What is thalassaemia
Thalassaemia forms part of the haemoglobinopathies, a group of genetic blood disorders affecting the production of haemoglobin.
Haemoglobin is the protein present in red blood cells responsible for transporting oxygen around the body. In thalassaemia, the production of the globin chains of haemoglobin is absent or reduced. This can result in severe anaemia.
Thalassaemia is inherited from parents; it is not contagious, or a virus acquired from blood transfusions. It is passed on equally by men and women.
How is thalassaemia inherited?
Thalassaemia is passed from parents to children through genes. A gene is a small packet of information that controls a characteristic in your body, by making very specialised protein molecules.
It is a section of DNA, the unique molecule that makes up your chromosomes. Genes make us who we are; they determine our characteristics, for example, the colour of our hair, our height and so on.
Genes work in pairs: for everything we inherit, we get 1 gene from our mother and 1 gene from our father. In some cases, a gene can be missing, defective or altered from the usual form. This can cause disease.

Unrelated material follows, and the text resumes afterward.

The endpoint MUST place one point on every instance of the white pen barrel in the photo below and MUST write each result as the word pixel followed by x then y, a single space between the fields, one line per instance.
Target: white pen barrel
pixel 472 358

In the case of a person with beta thalassaemia major, they have inherited two altered ß-globin genes from their parents (one from the mother and one from the father). As a result of the altered – sometimes termed ‘mutated’ genes, the person cannot produce enough ß-globin, which forms part of haemoglobin. This is the substance in the red blood cell that carries oxygen.
Aisha and Hassan each have one gene that makes the usual amount of red blood cells and one altered or ‘thalassaemia’ gene that makes less red blood cells than usual. Aisha and Hassan are thalassaemia carriers. Being a carrier is sometimes also referred to as having thalassaemia trait or thalassaemia minor.
People who are carriers are well in themselves. They are healthy and in fact they may not even know they are carriers. But they can pass on the altered gene to their children.
A child can only get beta thalassaemia major if they get TWO altered genes – one from their father and one from their mother.
Each time Aisha and Hassan have a baby, there is
A: – 1 in 4 (25%) chance that their baby will inherit beta thalassaemia major.
B:1 in 2 (50%) chance that their baby will be a thalassaemia carrier.
C:1 in 4 (25%) chance that their baby will be completely free from thalassaemia.
These chances are the same each time Aisha and Hassan have a baby. Their next child could have beta thalassaemia major like their child Imran, be a carrier or be completely free from thalassaemia.
Due to the autosomal recessive pattern of inheritance, a person living with thalassaemia trait may pass the condition on to their children. If both parents are living with thalassaemia trait, there is a risk that their children will be carriers for thalassaemia or have thalassaemia major.
How prevalent is thalassaemia?
It used to be the case that thalassaemia was confined to certain geographic regions. This is because it initially developed as an evolutionary response to malaria; thus, it mainly affected people from malarial regions such as Asia and South East Asia, the Mediterranean, South America, the Caribbean, Northern and Central and the Middle East.
Map 1: Highlighting regions of the world where thalassaemia is most prevalent
If a person was a thalassaemia carrier, it appeared to give them some protection against malaria. The human body had developed an effective evolutionary defence but had not anticipated what might happen if two carriers had children. This is where the issue arose, in the form of beta thalassaemia major.
In fact, it is estimated that 700,000 babies, severely affected by thalassaemia, are born globally each year.
Sadly, this underestimates the real number because in many poorer countries, cases are not always reported. According to a publication written by the Royal College of Obstetrics and Gynaecologists on the management of beta thalassaemia in pregnancy, (2014) it is estimated that there are 100 million people worldwide living with thalassaemia trait (asymptomatic carriers).
Whilst it was initially prevalent in the regions mentioned, this is no longer the case, and anyone can be at risk. Due to several socio-economic and demographic changes – for example, the migration of communities over the centuries and the rise of inter-racial families – thalassaemia is no longer confined to people from certain ethnicities.
This is why everyone should get tested. As said earlier, because carriers are generally healthy, you may not know if you are a carrier unless you have the test.
The prevalence of thalassaemia varies across different regions in the UK. Data from the review published the review published in May 2019 by National the Haemoglobinopathy Registry (NHR), indicates that there were 1100 people living with beta thalassaemia major in the UK, 250 people living with beta thalassaemia intermedia, 123 people living with beta thalassaemia/Hb E disease, and 266 people living with Haemoglobin H disease. Each year, around 20 – 30 couples are identified as being at high risk for having a baby with alpha thalassaemia major in the UK. In the UK, 60% of the 1100 patients living with beta thalassaemia major come from a South Asian background.